Paradox, Schmaradox. Congestion Pricing Works.
We’re used to seeing bizarre patterns of thinking on the Wall Street Journal’s editorial pages, but an op-ed in Friday’s Journal took it to a new level: “How Traffic Jams Help the Environment.”
Still more bizarrely, the author was New Yorker writer David Owen, promoter of the commonsensical idea that urban density is energy-efficient, hence big cities are green.
For some reason Owen has taken a dislike to congestion pricing, and it has led him to construct an elaborate Rube Goldberg argument to prove that congestion pricing leads to more driving:
If reducing [congestion] merely makes life easier for those who drive, then the improved traffic flow can actually increase the environmental damage done by cars, by raising overall traffic volume, encouraging sprawl and long car commutes.
What a lovely paradox … and how ridiculous, as Owen could have discovered by giving London’s congestion pricing experience (or Stockholm’s or Singapore’s) more than a cursory glance.
As any student of urban traffic now knows, London’s cordon pricing scheme cut traffic within the charging zone an average of 15 percent, raised travel speeds 30 percent, and greatly expanded bus ridership and cycle commuting — with little increase in traffic outside the zone or other negative effects. Nearly seven years on, the reasons are fairly obvious:
- Raising the price to drive into the center of London made car commuting less attractive.

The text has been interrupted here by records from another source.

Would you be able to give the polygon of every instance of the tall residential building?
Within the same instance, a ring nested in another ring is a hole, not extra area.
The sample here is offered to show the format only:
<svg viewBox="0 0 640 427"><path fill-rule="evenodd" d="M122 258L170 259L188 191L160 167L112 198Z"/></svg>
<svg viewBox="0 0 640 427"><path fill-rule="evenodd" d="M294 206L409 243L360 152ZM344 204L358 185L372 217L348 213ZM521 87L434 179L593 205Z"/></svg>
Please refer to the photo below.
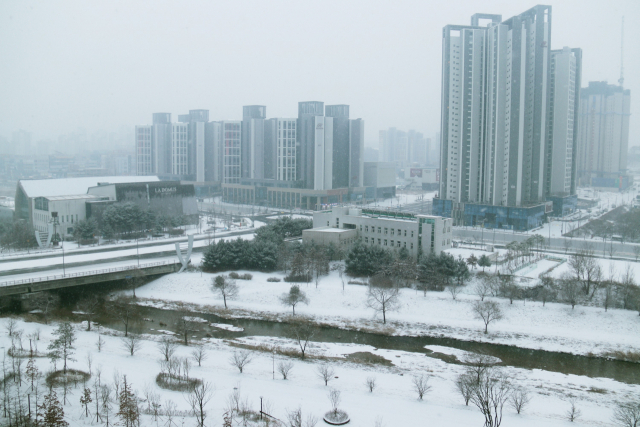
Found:
<svg viewBox="0 0 640 427"><path fill-rule="evenodd" d="M549 131L547 137L546 194L576 193L578 110L582 50L551 51Z"/></svg>
<svg viewBox="0 0 640 427"><path fill-rule="evenodd" d="M176 176L188 175L189 160L189 123L172 123L171 174Z"/></svg>
<svg viewBox="0 0 640 427"><path fill-rule="evenodd" d="M503 206L545 200L550 44L550 6L506 21L475 14L471 26L444 28L442 199Z"/></svg>
<svg viewBox="0 0 640 427"><path fill-rule="evenodd" d="M333 165L333 118L324 116L324 103L298 103L296 153L298 180L303 188L331 189Z"/></svg>
<svg viewBox="0 0 640 427"><path fill-rule="evenodd" d="M578 174L580 183L592 178L618 178L627 169L631 92L607 82L589 82L580 95Z"/></svg>
<svg viewBox="0 0 640 427"><path fill-rule="evenodd" d="M435 214L528 229L544 219L549 197L575 194L581 51L552 52L551 22L551 6L538 5L506 21L475 14L470 26L444 27ZM555 203L560 214L575 207ZM537 208L486 218L465 204Z"/></svg>
<svg viewBox="0 0 640 427"><path fill-rule="evenodd" d="M265 178L265 117L264 105L242 107L242 177Z"/></svg>
<svg viewBox="0 0 640 427"><path fill-rule="evenodd" d="M189 110L189 114L181 114L178 121L188 124L187 172L191 181L205 180L205 124L209 122L209 110Z"/></svg>
<svg viewBox="0 0 640 427"><path fill-rule="evenodd" d="M297 119L274 118L265 122L265 178L278 181L296 180L296 126ZM275 146L275 159L271 147Z"/></svg>
<svg viewBox="0 0 640 427"><path fill-rule="evenodd" d="M171 113L153 113L152 123L153 174L171 174Z"/></svg>
<svg viewBox="0 0 640 427"><path fill-rule="evenodd" d="M153 164L153 148L151 136L153 126L141 125L136 126L135 144L136 144L136 174L137 175L155 175L156 171Z"/></svg>

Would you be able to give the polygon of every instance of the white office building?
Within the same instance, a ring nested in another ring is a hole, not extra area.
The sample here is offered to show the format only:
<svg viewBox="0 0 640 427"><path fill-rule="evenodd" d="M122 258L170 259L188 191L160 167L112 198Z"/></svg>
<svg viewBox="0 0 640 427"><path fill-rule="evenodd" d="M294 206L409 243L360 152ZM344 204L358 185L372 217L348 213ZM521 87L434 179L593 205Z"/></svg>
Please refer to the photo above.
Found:
<svg viewBox="0 0 640 427"><path fill-rule="evenodd" d="M443 249L451 248L452 225L452 219L439 216L335 207L315 212L313 228L304 230L302 236L304 241L316 243L334 241L350 246L358 240L389 250L405 248L417 258L419 254L438 255ZM352 231L338 233L336 230Z"/></svg>

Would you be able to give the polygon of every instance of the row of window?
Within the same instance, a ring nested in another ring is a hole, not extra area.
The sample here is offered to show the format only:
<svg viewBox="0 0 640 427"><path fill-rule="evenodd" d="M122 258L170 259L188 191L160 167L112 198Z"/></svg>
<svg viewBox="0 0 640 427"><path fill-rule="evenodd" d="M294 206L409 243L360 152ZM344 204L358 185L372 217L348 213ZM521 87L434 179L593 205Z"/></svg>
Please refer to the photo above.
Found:
<svg viewBox="0 0 640 427"><path fill-rule="evenodd" d="M391 230L391 231L389 231ZM362 225L360 225L360 231L362 231ZM364 226L364 231L365 233L369 232L369 226L365 225ZM407 230L401 230L398 228L398 236L402 236L402 233L404 231L404 237L407 237ZM373 225L371 226L371 232L375 233L376 232L376 227L374 227ZM382 233L382 227L378 227L378 233L381 234ZM389 234L391 233L392 236L395 235L396 233L396 229L395 228L391 228L389 229L388 227L384 227L384 234ZM413 230L411 230L411 237L413 237Z"/></svg>
<svg viewBox="0 0 640 427"><path fill-rule="evenodd" d="M368 244L369 243L369 238L365 237L364 238L364 243ZM371 238L371 244L375 245L376 244L376 239L375 237ZM407 247L407 242L401 242L400 240L387 240L387 239L378 239L378 244L380 246L392 246L395 248L400 248L400 247ZM410 249L413 249L413 243L410 244Z"/></svg>

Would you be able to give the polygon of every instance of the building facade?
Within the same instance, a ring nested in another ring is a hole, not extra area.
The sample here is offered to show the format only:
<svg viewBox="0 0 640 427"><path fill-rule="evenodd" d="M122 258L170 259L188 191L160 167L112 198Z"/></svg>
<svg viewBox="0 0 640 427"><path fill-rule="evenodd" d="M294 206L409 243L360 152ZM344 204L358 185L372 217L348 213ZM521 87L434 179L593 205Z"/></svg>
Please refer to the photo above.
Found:
<svg viewBox="0 0 640 427"><path fill-rule="evenodd" d="M630 101L628 89L607 82L589 82L581 90L577 167L581 185L601 186L599 182L626 175Z"/></svg>
<svg viewBox="0 0 640 427"><path fill-rule="evenodd" d="M465 204L542 206L537 218L549 196L575 194L581 51L552 52L551 22L551 7L538 5L444 27L435 214L467 224Z"/></svg>
<svg viewBox="0 0 640 427"><path fill-rule="evenodd" d="M355 230L356 240L399 251L405 248L413 258L451 248L450 218L413 215L373 209L334 207L313 214L313 229L303 232L303 240L331 240L336 230ZM328 234L329 237L321 237ZM352 239L353 234L344 235ZM355 243L349 242L349 243Z"/></svg>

- The gain in driving speeds attracted some new trips but not so many as to cancel the lost ones.
- Bus transit benefited from a virtuous cycle in which improved speeds attracted riders, further reducing traffic and also financing service improvements which attracted still more riders, further reducing traffic, etc.
- Ditto for cycling, though here the synergy was via safety in numbers.
All this was intuited back in the day by Transport for London staff, including Jay Walder, who has subsequently become the new MTA chief. The only uncertainty was the extent to which new car trips attracted by the time savings would undercut the reduction in trips from the congestion charge.
As it happened, some “induced traffic,” as Owen might have termed it, did materialize, but at far less than the one-for-one rate he assumed in his article. Without it, the drop in traffic might have been 20 percent or more. But the actual equilibrium, a settled 15 percent reduction in cordon traffic, was robust enough to achieve the desired results: faster travel by every mode, greater use of transit, and less VMT (vehicle miles traveled). Congestion pricing is indeed green.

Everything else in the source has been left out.